When another word comes, the parser solves a constraint satisfaction task on graphs. Some of the new mites are chosen to be active, the old mites may change their active status to accommodate that. The reanalysis tries to 
  • minimize the number of active constructions
  • to maximize the number of mites in those constructions (more mites mean more information)
  • prefer more recent mites
  • to prefer semantically more plausible variants
Surprisingly, it works, though twice as slow as before. And the algorithm now seems so clean and logical that I can't find anything to remove! But I definitely should optimize, as I just get bored waiting for long 10 seconds until 171 tests pass.

Monday, October 31, 2011

Great was their and my amazement!


Let's start with a simple noun phrase: my amazement. My parser analyzes it as follows. The word my creates a frame with type ME and contributes possessor attribute to possessive construction. The word amazement creates a frame with type AMAZE and contributes head attribute to the same possessive construction. Now that both head and possessor attributes are defined, the construction links them with arg1 attribute:

A.type=ME
B.type=AMAZE
B.arg1=A


It's quite similar with their amazement:



A.type=THEY
B.type=AMAZE
B.arg1=A




Now let's parse their and my amazement. The semantics I want to get is this:

A.type=THEY
B.type=ME
C.member1=A
C.conj=and
C.member2=B
D.type=AMAZE
D.arg1=C

I want their, my and amazement to preserve their functionality. This means that after their and my there should be a possessive construction whose possessor points to the conjunction frame C. So it's the word and which should do this, there are no other candidates.

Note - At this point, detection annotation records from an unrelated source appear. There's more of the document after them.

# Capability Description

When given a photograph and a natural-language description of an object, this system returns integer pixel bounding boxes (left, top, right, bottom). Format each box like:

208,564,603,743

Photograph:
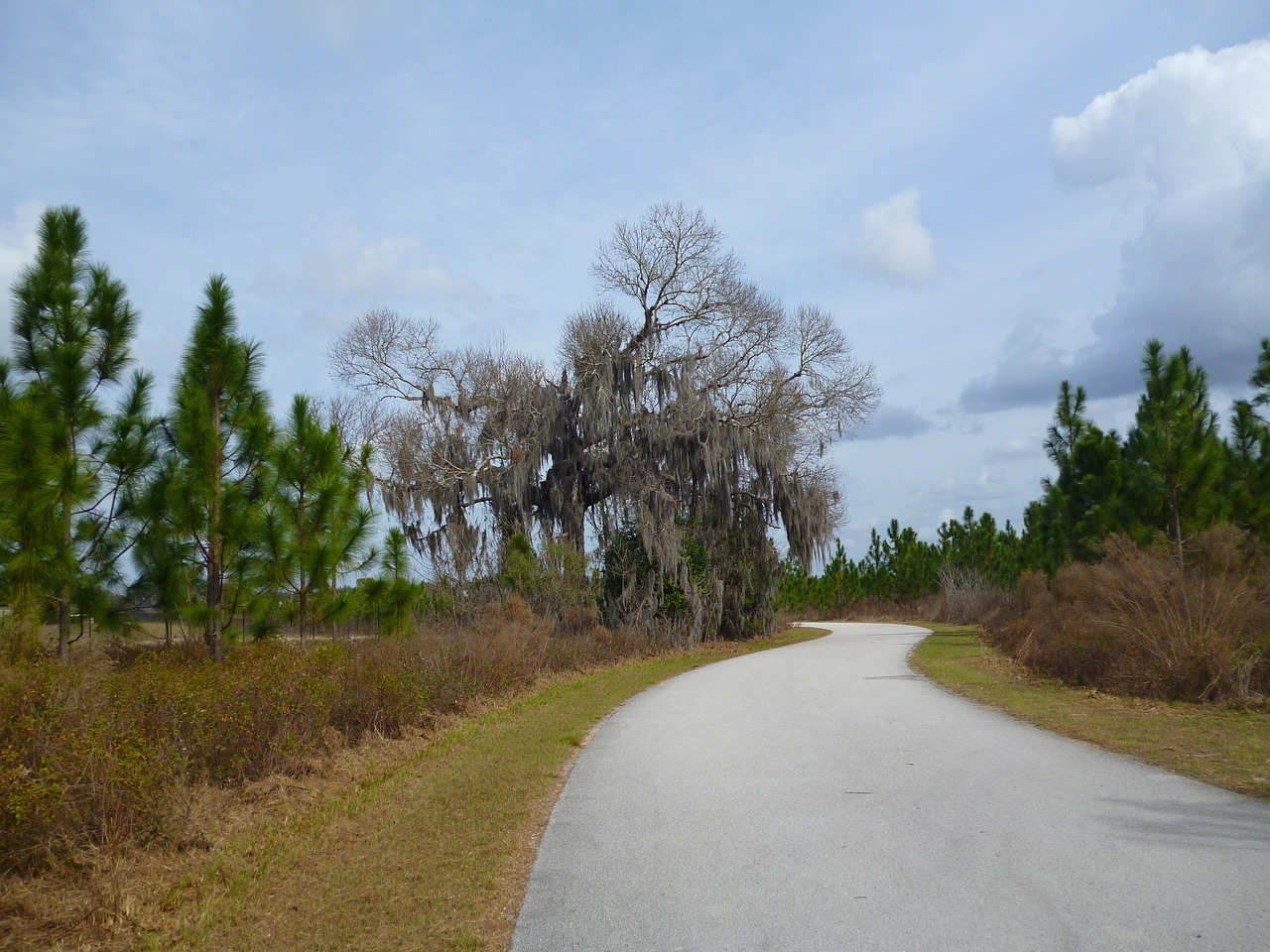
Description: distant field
911,626,1270,799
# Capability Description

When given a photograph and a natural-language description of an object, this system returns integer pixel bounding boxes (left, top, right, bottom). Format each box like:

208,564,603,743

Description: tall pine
156,274,273,661
1126,340,1225,558
0,207,155,658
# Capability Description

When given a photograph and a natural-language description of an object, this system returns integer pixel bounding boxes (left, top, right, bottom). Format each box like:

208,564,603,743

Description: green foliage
262,395,375,639
0,207,155,658
151,276,273,660
1125,340,1224,554
777,507,1024,617
500,532,599,635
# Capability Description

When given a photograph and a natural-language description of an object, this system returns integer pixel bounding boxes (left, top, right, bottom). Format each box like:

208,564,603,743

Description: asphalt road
512,625,1270,952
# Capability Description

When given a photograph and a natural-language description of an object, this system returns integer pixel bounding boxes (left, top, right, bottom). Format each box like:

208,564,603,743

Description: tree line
0,207,434,660
780,337,1270,613
0,204,879,658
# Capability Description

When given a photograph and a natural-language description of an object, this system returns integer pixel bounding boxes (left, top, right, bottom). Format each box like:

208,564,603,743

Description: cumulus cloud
857,404,935,439
960,311,1072,413
962,40,1270,410
847,187,939,287
0,202,45,298
0,202,45,354
264,235,468,302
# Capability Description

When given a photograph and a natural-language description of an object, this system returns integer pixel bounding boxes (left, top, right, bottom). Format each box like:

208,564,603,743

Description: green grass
136,629,825,952
911,626,1270,799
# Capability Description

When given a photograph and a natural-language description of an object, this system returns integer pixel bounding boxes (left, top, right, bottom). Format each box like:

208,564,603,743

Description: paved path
512,625,1270,952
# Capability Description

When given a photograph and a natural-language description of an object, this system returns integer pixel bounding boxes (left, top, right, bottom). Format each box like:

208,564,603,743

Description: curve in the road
512,623,1270,952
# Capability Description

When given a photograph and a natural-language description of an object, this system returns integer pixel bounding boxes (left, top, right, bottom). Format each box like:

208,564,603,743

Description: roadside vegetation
0,197,1270,948
0,627,823,949
909,625,1270,799
777,337,1270,704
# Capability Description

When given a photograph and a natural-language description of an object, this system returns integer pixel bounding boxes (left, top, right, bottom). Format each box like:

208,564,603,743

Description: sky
0,0,1270,557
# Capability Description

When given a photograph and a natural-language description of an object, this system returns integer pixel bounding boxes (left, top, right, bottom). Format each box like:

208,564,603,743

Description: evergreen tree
0,207,155,658
1126,340,1225,558
369,526,419,635
264,395,373,640
155,274,273,661
1225,400,1270,540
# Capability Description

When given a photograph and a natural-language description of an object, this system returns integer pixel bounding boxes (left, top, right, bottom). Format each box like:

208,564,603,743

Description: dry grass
911,626,1270,799
0,630,822,952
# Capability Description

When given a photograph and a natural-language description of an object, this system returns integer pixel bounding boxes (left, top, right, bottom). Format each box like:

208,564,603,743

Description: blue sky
0,0,1270,563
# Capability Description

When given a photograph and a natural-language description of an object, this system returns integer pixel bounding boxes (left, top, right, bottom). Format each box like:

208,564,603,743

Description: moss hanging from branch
331,205,879,640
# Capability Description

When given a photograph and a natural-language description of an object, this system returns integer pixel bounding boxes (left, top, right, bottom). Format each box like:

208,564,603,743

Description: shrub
0,598,649,871
988,527,1270,701
0,660,174,872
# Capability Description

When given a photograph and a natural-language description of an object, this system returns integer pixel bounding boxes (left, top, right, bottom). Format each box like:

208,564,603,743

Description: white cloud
847,187,939,287
0,202,45,353
280,235,468,300
1049,40,1270,193
961,40,1270,410
856,404,935,440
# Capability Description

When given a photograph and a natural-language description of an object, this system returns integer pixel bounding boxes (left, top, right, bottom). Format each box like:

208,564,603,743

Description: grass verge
119,629,825,952
909,625,1270,799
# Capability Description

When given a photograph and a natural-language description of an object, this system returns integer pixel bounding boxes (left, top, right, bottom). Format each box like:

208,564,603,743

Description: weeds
987,527,1270,701
0,598,648,872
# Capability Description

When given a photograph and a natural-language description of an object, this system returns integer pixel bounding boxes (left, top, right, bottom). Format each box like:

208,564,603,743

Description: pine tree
155,274,273,661
264,395,373,640
1126,340,1225,558
0,207,155,658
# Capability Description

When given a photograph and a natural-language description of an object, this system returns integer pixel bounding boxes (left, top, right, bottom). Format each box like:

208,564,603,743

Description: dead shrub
0,598,652,871
936,565,1008,625
988,527,1270,701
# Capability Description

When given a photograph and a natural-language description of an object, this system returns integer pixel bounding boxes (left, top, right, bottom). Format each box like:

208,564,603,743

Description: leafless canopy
331,205,879,642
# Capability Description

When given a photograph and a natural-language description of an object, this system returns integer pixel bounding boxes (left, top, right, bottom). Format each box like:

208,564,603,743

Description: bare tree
331,205,879,639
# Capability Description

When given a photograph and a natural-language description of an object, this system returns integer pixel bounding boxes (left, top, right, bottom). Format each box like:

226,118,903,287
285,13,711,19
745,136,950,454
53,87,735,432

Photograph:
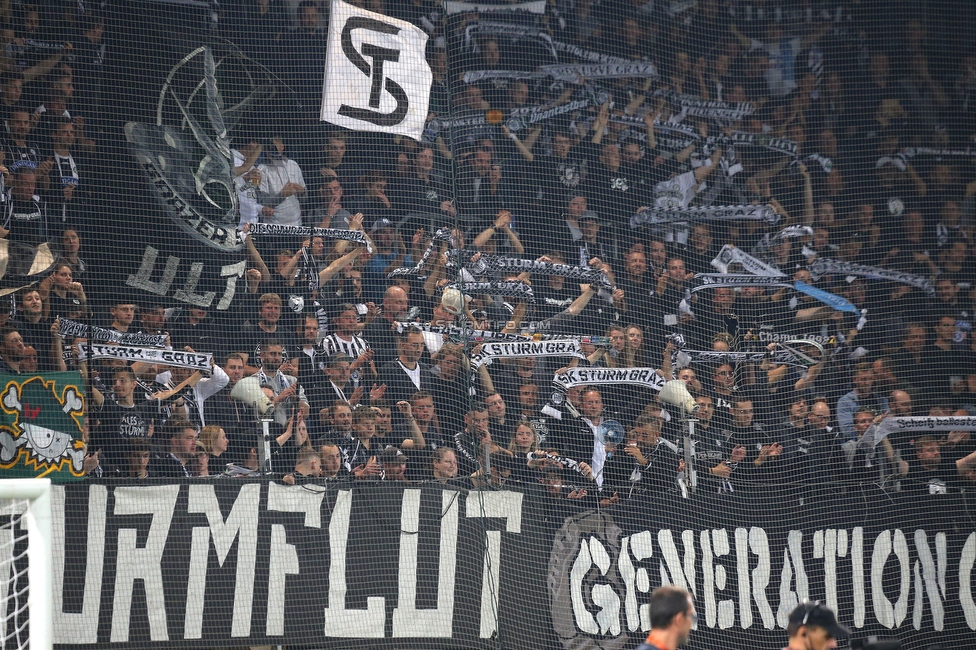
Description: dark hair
166,418,196,439
468,400,488,413
650,585,691,630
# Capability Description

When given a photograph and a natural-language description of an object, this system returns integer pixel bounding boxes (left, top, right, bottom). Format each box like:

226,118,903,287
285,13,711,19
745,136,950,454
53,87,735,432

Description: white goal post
0,478,54,650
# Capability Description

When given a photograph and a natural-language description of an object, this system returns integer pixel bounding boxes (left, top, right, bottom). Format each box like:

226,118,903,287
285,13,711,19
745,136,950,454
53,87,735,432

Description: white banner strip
444,0,546,15
58,318,166,348
877,415,976,441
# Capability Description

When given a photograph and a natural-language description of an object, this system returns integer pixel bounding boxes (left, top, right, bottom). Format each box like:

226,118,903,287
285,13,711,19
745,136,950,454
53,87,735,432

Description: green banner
0,372,85,482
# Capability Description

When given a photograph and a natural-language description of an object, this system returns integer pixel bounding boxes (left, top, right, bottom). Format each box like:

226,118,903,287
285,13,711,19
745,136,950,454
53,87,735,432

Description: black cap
790,600,851,639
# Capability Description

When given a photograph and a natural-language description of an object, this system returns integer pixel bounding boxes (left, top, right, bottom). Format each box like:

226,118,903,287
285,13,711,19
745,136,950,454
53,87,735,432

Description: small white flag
321,0,433,140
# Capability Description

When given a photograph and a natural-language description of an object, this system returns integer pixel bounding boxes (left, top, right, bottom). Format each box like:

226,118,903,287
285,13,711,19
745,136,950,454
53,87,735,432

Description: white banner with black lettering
51,478,976,650
79,343,213,372
321,0,433,140
471,339,585,368
875,415,976,443
58,318,166,348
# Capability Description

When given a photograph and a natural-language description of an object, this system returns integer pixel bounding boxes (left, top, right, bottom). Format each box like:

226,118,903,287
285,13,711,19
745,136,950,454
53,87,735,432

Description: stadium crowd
0,0,976,506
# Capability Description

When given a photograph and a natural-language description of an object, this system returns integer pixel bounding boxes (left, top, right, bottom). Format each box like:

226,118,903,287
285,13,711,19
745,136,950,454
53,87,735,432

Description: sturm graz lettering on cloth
807,257,935,296
448,281,535,302
386,228,454,278
630,205,779,228
552,368,665,390
471,339,585,368
448,250,614,291
321,0,433,140
58,318,166,348
81,343,213,372
247,223,373,253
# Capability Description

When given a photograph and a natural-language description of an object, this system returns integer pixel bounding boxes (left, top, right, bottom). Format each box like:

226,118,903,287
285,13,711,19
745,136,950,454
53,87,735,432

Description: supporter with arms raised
255,338,309,426
454,402,509,475
603,415,679,499
258,135,305,226
322,303,377,383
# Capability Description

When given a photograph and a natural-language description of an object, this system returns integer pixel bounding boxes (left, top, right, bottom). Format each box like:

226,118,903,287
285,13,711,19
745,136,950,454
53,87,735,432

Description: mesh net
0,499,30,648
0,0,976,649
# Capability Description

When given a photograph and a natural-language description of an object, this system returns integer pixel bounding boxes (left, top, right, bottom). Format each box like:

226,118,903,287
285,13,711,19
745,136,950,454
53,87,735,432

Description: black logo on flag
338,16,410,126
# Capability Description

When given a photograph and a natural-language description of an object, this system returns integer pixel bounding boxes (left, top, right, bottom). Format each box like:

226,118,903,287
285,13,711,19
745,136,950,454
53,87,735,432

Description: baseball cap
790,600,851,639
369,217,393,234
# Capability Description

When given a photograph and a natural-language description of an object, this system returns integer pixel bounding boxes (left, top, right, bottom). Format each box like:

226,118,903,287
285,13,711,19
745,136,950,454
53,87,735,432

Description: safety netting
0,0,976,650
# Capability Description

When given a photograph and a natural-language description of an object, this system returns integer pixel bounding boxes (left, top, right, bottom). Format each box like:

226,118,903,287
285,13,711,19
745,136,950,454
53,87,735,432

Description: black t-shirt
3,195,50,246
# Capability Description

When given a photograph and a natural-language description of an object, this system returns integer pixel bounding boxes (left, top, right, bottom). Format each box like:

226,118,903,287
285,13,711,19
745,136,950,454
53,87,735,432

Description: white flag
321,0,433,140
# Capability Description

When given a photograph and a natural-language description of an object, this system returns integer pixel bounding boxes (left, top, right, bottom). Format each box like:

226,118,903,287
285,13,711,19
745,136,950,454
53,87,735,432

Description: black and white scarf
541,368,667,420
691,273,793,293
58,318,166,348
248,223,373,253
807,257,935,296
447,280,535,302
471,338,586,368
386,228,454,278
464,61,658,84
448,250,615,291
630,205,780,228
651,90,756,120
668,332,824,368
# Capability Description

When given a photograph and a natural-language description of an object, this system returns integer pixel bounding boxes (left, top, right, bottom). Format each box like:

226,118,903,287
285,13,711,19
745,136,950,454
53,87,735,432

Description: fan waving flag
321,0,433,140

Currently and puts the parser into a special state. In this state, every subsequent contribution is intercepted and analyzed whether it can be a conjunct. A contribution can be the right operand of coordination if there was a similar contribution to the left of it (similar in the same sense as with ellipsis). When a similar contribution is found, the parser takes both left and right contributions and merges them. In this particular case, the left contribution had possessive.possessor=A, the right one  possessive.possessor=B. While merging, a new frame C is introduced, a composite over A and B. Now the possessor attribute of the merged possessive construction points to C instead of A or B. The updated contribution is applied to the parsing state, so that then, when amazement comes, the result will be precisely as wanted. That's it.

This is the core idea. In my parser, conjuncts don't connect constituents or any static structure. They connect contributions, i.e. the changes made to the parsing state. Merging two changes results in one merged change. It's quite powerful and allows for some interesting things like non-constituent coordination. But that's another story.